Has anyone heard of the elders being called independent agents. Spoke to a brother in the Legal department and he called them that.

by life is to short 58 Replies latest jw friends

  • cognizant dissident
    cognizant dissident

    I want to add that saying someone is "independent" is a bit irrelevant in Canada, even from a simple employment aspect. The law decides the status, not the agency. For instance if someone wants to pay their workers as independent contractors and the workers are in total agreement, the courts have still overturned that status in some cases, because the workers were not acting independently according to the legal criteria of the word.

    I suspect the same would be true of the elders and I believe there was one case in California recently where the courts found the WTBTS liable even after they had tried to claim independence.

    One of the criteria for independence in Canada, is that the work is not directed by the employer/agency. The fact that the WTBTS does, in fact, direct all matters in the congregation, nullifies all their claims to the elders being independent. "A rose by any other name, still smells as sweet," so to speak, or in this case, a Watchtower slave, by any other name, still stinks.

    Cog

  • ziddina
    ziddina

    Whoa!!! That sounds like a typically sleazy Watchtower legal move...

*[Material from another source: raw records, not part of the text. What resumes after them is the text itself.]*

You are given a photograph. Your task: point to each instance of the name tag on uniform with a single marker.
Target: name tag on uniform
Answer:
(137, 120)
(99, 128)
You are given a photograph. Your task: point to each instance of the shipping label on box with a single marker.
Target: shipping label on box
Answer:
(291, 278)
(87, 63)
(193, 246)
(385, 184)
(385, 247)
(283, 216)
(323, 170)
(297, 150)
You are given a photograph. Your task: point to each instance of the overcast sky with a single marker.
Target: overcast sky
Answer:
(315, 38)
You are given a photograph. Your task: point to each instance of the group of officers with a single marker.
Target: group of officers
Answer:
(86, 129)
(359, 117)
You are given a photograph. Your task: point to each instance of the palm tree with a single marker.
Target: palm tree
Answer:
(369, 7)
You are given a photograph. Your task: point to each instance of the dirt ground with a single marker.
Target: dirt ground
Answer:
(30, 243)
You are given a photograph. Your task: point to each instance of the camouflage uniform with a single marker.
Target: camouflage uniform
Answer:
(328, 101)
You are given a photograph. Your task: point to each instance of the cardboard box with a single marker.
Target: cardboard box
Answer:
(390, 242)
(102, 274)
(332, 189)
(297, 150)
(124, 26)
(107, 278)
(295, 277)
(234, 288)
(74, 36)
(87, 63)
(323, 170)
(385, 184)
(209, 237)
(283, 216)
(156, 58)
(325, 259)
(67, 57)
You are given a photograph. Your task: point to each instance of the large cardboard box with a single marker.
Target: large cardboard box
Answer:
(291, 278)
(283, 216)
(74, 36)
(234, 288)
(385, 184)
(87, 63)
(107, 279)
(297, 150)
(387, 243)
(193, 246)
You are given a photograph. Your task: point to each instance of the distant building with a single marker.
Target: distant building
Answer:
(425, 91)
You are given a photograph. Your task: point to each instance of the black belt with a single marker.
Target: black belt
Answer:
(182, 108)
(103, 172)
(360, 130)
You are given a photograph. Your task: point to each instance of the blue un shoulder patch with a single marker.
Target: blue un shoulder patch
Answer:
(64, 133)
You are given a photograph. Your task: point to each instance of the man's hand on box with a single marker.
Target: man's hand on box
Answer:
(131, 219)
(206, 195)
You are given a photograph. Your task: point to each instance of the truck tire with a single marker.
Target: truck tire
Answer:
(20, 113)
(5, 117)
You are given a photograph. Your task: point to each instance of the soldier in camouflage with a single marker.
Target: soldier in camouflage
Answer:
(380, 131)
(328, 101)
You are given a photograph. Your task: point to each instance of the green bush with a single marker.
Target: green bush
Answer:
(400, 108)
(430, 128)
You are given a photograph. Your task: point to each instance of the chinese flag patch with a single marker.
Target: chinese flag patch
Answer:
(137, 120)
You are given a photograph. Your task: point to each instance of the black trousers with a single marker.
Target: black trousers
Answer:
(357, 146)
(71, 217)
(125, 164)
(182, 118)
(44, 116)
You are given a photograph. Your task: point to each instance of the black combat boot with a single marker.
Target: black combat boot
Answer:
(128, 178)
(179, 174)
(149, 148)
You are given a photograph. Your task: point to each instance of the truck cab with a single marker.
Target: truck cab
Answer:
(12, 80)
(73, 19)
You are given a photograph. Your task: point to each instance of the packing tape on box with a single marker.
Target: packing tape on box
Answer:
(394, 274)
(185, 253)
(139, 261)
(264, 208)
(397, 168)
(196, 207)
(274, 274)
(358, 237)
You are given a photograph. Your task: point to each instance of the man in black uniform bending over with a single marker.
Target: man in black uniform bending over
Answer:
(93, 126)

    Quite similar to the way they've attempted to deflect responsibility for all those failed prophecies, the lives lost due to their biased and bizarre bans on certain types of medical procedures, those serving time in prison for refusing alternative service, and so on...

    Watchtower headquarters can slip out of legal liability if they throw the local elders to the 'wolves'...

    Must be "fun" being an elder in today's Watchtower Society...

    "it is like trying to nail jellow to a wall talking to any of them..." LOVE that expression - trying to nail jello to a wall!!! Very fitting...

    Hah, Hah! I LIKE UnderCover's idea!!!

    Zid

  • moshe
    moshe

    OutLaw, you are right. All the elders have their neck in a noose and they are standing on a rickety KH chair. We wouldn't have many elders, if they knew the liabilty they have.

  • JeffT
    JeffT

    As one of my accounting instructors said a long time ago, "the first rule of law is sue somebody with money." Most JW elders don't have much. A smart lawyer is going to go after the WTBS just because that is where the money is. However, an elder could still end up with a lot less than he started with, just paying a lawyer to defend him.

  • LongHairGal
    LongHairGal

    Even though it sounds sleazy and definitely makes the elders responsible for their own behavior, there is one good thing that might come from it: Now elders are less likely to go around like rogue cowboys like they did in the past.

    Let me tell you - an elder on a 'mission' to 'prove' something or make some stupid point, can cause quite a bit of trouble for people in a congregation!

  • Soldier77
    Soldier77
    yes. I spent YEARS doing relief work with the RBC and In cases where the branch repairs your house you are expected to sign over the funds that you get as a resullt of insurance.

    I never knew this. What a bunch of sneaky assholes.

  • baltar447
    baltar447

    Who buys the materials for RBC relief work?

  • snowbird
    snowbird

    I knew about the "suggestion" that insurance checks from disasters be turned over to WT, if repairs are done by the "brothers."

    My JW sister who lives in Mobile, Alabama, had extensive damage to her house after Hurricane Ivan. The "brothers" were there in a flash to do the work.

    When she received her insurance check, she signed it over to WT.

    True story.

    Syl

  • JeffT
    JeffT

    The problem with the WTBS' policy on disaster insurance is not in the turning over the check, per se. The society is in effect acting as the contractor doing the work. If you hired Joe's Construction to put your roof back on, they would be entitled to the insurance money. The problem I see is that the society is almost certainly not paying the workers, and probably not even telling them it is getting your insurance check.

    I wonder if the state labor departments know about this.

  • snowbird
    snowbird
    I wonder if the state labor departments know about this.

    If another disaster should strike, and if I hear about WT doing this, I shall certainly inform them.

    Hey, I know how to engage in warfare, too.